The Taiwanese Ministry of National Defense reported that between the hours of 6 a.m. Sunday and 6 a.m. the next day, 47 Chinese planes were observed crossing the Taiwan Strait at its median point, a location that has previous been accepted as something of an informal boundary by both countries, Politico noted.

According to NBC News, the assets deployed included J-10, J-11, and J-16 fighters in addition to drones, the movement of which was continuously monitored by Taiwanese ships, planes, and missile systems.

On Sunday, China said that its military had conducted exercises in the airspace and waters around the island over which it has consistently claimed sovereignty and threatened to take by force.

“Escalation and provocation”

China did not hold back in terms of providing an explanation for its military movements, with a spokesperson for the People's Liberation Army declaring, “This is a firm response to the current US--Taiwan escalation and provocation.”

The “escalation and provocation” to which the spokesperson referred was the recent passage of the U.S. defense spending legislation in which China is described as a strategic challenge.

In addition, the massive American defense spending bill includes authorization of military grant aid to Taiwan totaling up to $10 billion over five years, and it also facilitates weapons procurement processes for the island country.

The bill also includes language authorizing bolstered security cooperation with Taiwan as well as broader collaboration with India with regard to defense readiness and technology, according to Politico.

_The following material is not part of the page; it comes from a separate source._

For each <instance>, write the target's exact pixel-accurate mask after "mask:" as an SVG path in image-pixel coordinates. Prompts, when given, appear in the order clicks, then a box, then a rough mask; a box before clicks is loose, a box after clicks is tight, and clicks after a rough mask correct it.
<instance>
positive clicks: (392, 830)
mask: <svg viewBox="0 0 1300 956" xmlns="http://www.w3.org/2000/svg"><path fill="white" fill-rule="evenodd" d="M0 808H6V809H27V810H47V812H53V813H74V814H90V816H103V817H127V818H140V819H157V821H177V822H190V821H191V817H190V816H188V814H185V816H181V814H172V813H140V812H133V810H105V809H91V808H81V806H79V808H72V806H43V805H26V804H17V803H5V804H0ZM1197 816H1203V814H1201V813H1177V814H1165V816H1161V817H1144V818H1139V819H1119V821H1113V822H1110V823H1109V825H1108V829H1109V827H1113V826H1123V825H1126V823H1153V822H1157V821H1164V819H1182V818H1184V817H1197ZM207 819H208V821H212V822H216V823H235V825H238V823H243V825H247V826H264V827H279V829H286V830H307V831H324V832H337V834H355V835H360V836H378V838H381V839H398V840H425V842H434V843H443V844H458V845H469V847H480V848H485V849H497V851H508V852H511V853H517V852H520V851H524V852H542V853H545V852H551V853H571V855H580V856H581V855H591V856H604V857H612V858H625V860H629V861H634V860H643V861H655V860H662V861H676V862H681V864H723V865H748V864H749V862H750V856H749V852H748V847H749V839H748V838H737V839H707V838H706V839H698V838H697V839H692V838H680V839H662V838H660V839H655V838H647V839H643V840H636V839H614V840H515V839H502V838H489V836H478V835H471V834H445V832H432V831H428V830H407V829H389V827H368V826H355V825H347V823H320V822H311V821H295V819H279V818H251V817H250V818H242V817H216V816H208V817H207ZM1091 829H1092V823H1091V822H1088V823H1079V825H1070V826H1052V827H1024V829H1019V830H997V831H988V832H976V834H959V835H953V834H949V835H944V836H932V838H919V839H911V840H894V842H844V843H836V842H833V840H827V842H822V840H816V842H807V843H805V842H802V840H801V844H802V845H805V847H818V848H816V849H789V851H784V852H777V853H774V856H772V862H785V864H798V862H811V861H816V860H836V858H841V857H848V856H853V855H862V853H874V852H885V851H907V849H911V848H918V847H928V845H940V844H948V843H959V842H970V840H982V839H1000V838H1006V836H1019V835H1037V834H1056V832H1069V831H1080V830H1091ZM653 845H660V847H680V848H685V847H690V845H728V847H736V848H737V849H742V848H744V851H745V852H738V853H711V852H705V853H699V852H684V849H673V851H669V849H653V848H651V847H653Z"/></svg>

Though the Taiwanese government lauded those provisions, China suggested that they would “cause serious damage to peace and stability in the Taiwan Strait.”

White House responds

The Biden administration registered its reaction on Monday to China's bold movements through a statement from a White House National Security Council spokesperson, who said that the president is “concerned by the People's Republic of China's provocative military activity near Taiwan, which is destabilizing, risks miscalculations, and undermines regional peace and stability.”

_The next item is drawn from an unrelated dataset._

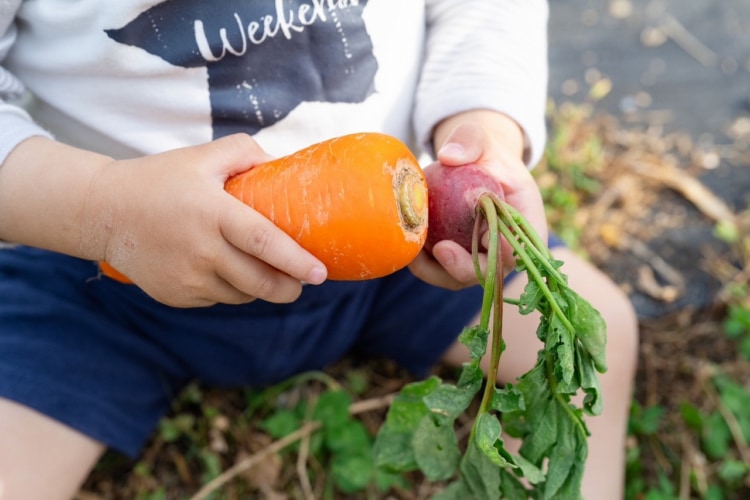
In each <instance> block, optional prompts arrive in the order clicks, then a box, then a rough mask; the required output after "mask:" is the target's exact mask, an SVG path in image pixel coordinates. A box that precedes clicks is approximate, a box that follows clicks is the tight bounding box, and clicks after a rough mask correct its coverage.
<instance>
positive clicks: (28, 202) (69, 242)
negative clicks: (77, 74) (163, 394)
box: [0, 134, 326, 307]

“We will continue to assist Taiwan in maintaining a sufficient self-defense capability in line with our long-standing commitments and consistent with our one China policy,” the statement continued.

China has been engaging in a pattern of escalation in its military shows of strength toward Taiwan, particularly in the wake of an historic, yet controversial, visit to the island by House Speaker Nancy Pelosi (D-CA) last summer.

Japan takes action

The increasingly aggressive conduct on the part of Beijing has prompted a strong response not just from the United States in its defense spending bill, but it also sparked a dramatic change in course from Japan, which recently announced a doubling of its defense spending budget and its decision to develop a counterstrike ability that would allow for retaliatory action on foreign soil, as CBS News reported.

Such a drastic change in policy has received particular global attention given Japan's long history of pacifism and its traditional reliance on the United States for substantial assistance in meeting its security needs.

In explaining his country's rationale for such a shift, Japanese Prime Minister Fumio Kishida said, “Unfortunately, in the vicinity of our country, there are countries carrying out activities such as enhancement of nuclear capability, a rapid military build-up and unilateral attempt to change the status quo by force.”

A recent update to the country's National Security Strategy document made specific reference to China as “the greatest strategic challenge ever to securing the peace and stability of Japan” and said that shared borders with Russia, China, and North Korea have created for Tokyo the “most severe and complex security environment since the end of World War II.”

Unsurprisingly, Beijing did not respond approvingly to Kishida's plans, as the Japan Times noted, with the Chinese government announcing that it was “firmly opposed” and “strongly dissatisfied” with the news, but whether growing alignment against its belligerent stance in the region will prompt more action similar to what was observed on Sunday, only time will tell.